This is an IP address. It’s an IPv6 address. While it doesn’t look like an IPv4 address it’s no less valid. An IP address correlates a user to an IP address. Because there is a limited IPv4 address space space companies and telcos have resorted to using things like NAT where multiple machines share the same IP address (normally from your home internet all users have the same IP from an external perspective).
Imagine for a moment that you have a rogue user visiting your site from a popular coffee shop in town and he does something that causes his IP address to be blocked by Cloudflare. When you go to the coffee shop suddenly you are blocked as well because the IP address reported is not actually that of the visitor, but that of the coffee shop’s internet connection.
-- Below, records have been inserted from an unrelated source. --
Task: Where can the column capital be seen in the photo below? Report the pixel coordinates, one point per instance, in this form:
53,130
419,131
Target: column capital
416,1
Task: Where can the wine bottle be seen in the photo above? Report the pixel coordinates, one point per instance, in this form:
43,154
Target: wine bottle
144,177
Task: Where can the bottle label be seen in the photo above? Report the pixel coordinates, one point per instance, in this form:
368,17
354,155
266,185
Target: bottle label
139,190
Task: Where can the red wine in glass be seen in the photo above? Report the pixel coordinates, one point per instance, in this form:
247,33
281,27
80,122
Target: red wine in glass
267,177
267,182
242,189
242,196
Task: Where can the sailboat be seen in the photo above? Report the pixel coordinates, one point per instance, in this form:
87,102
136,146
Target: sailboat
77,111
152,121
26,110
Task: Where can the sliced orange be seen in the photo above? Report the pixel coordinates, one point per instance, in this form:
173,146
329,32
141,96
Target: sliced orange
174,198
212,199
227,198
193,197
Wouldn’t you rather block the individual user who was acting maliciously? With IPv6 there are many more addresses so NAT is no longer necessary and each device gets it’s own IP address.
Unless you have an application which doesn’t support IPv6, preventing your website from allowing IPv6 native connections has noting but downsides in terms of performance and availability. Can you disable IPv6? Yep, you’ll need to use the API though to make the change.
You could try to block 2a01:116f:405:2100::/64, though keep in mind this will block 18 quintillion hosts, so maybe a captcha challenge might be better, unless the user can solve them of course.
What you could try is play with Cloudflare’s pseudo IPv4 address - Eliminating the last reasons to not enable IPv6 - but I doubt that will get you far either. You are referring to an address space of 14 quintillion addresses here, you wont be able to pack this reasonably into an IPv4 address.
Blocking a single IPv4 address, or an IPv6 /64, often has a similar amount of collateral damage.
In residential situations, the typical assignment sizes are one IPv4 address, and a /64 to /48 IPv6 range (probably usually at the smaller end of that). (When IPv6 is available at all.)
On the other hand, it’s not unusual for a /64 to contain thousands of users.
Your firewall rule syntax is incorrect. You have used an AND operator where you should be using an OR operator. You should either change the firewall rule to use OR (a user doesn’t have multiple IPs simultaneously for a given connection) or use the IP access rules under Firewall | Tools to block each address individually.